NSLS-II Seminar

The goal is to demonstrate that shape modification can be successfully applied to thin walled (~100-400 micron thickness) replicated optics or slumped glass optics to improve the near net shape of the mirror as well as the mid-frequency ripple. The proposed process involves sputter deposition of a magnetic smart material (MSM) film onto permanent magnetic material. The permanent magnetic material would be the mirror substrate in the case of electroformed optics and would be plated onto the back of glass optics. The MSM material exhibits strains about 400 times stronger than ordinary ferromagnetic materials. The deformation process involves a magnetic write head which traverses the surface, and under the guidance of active metrology feedback,locally magnetizes the surface to impart strain where needed.

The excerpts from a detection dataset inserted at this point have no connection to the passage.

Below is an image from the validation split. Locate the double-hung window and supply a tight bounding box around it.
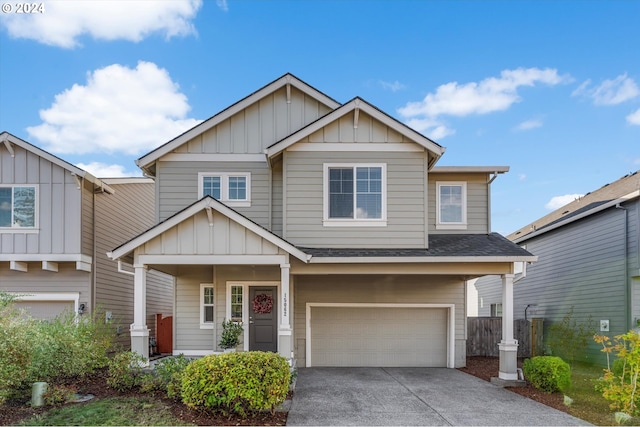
[198,172,251,207]
[324,164,387,226]
[0,185,37,229]
[200,283,215,329]
[436,182,467,230]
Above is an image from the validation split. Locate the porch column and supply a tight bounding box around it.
[498,274,518,381]
[129,265,149,359]
[278,264,292,359]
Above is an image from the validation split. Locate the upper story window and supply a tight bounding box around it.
[436,182,467,230]
[324,164,387,226]
[198,172,251,207]
[0,185,37,229]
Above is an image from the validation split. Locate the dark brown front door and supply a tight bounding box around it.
[249,286,278,352]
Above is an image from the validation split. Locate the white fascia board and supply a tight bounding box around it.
[513,190,640,244]
[136,74,340,169]
[309,256,538,264]
[265,98,445,158]
[431,166,509,174]
[0,132,113,194]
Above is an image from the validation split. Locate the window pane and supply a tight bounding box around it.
[0,188,11,227]
[202,176,220,200]
[229,176,247,200]
[329,168,353,218]
[440,185,463,222]
[356,167,382,219]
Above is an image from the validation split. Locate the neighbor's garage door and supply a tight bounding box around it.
[16,301,74,320]
[311,306,448,367]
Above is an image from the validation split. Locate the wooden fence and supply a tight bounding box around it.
[467,317,544,357]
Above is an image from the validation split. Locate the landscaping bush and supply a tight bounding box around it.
[181,351,290,416]
[522,356,571,393]
[107,351,147,391]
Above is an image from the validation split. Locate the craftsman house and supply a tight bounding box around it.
[109,74,536,379]
[475,171,640,365]
[0,132,173,346]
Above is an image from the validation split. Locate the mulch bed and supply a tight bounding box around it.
[0,357,568,426]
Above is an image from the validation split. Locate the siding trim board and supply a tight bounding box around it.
[305,302,456,368]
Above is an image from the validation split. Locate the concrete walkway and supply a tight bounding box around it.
[287,368,589,426]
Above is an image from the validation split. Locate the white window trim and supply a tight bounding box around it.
[436,181,467,230]
[322,163,387,227]
[0,184,40,233]
[225,281,282,351]
[198,172,251,208]
[199,283,216,329]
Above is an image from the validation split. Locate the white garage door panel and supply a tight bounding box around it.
[15,301,74,320]
[311,307,448,367]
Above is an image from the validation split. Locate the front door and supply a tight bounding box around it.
[249,286,278,352]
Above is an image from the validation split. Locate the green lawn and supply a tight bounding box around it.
[20,397,190,426]
[566,364,640,426]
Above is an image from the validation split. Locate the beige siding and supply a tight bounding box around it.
[95,183,173,347]
[0,145,84,255]
[156,160,270,227]
[293,275,465,367]
[427,173,491,234]
[284,151,426,248]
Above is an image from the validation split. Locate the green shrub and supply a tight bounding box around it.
[522,356,571,393]
[182,351,290,416]
[107,351,147,391]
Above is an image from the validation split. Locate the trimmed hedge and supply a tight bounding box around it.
[181,351,291,416]
[522,356,571,393]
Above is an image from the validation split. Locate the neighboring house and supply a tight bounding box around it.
[109,74,536,379]
[476,171,640,364]
[0,132,173,347]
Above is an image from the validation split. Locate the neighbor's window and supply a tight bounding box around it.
[436,182,467,229]
[0,185,36,228]
[231,286,244,322]
[198,172,251,207]
[324,164,386,225]
[200,284,215,329]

Because of the hard magnetic material, the localized shape change remains until actively demagnetized. The following tasks will be performed. Upgrade of a sputtering chamber to enable coating 10 cm and larger diameter pieces. Make sputtering targets of our baseline MSM called KelvinAll(TM). Make substrates onto which to sputter the MSM. Sputter onto both electroformed and and plated glass substrates. Model the magnetostrictive response for various substrate and MSM thickness combinations. Finite element modeling of the mirror based on all materials, thicknesses, boundary conditions, and magnetic field magnitude and location. The final step in year 3 will be to show that both free standing cylinders of revolution, mounted glass, and mounted cylinders can be shaped with a goal of 1" half-power diameter encircled energy as demonstrated primarily by ray tracing. The Argonne Advanced Photon Light Source will be used as well. In addition to changes in the macro figure, determine what is the smallest length (goal 100 microns) scale over which the substrates, particularly glass can be smoothed.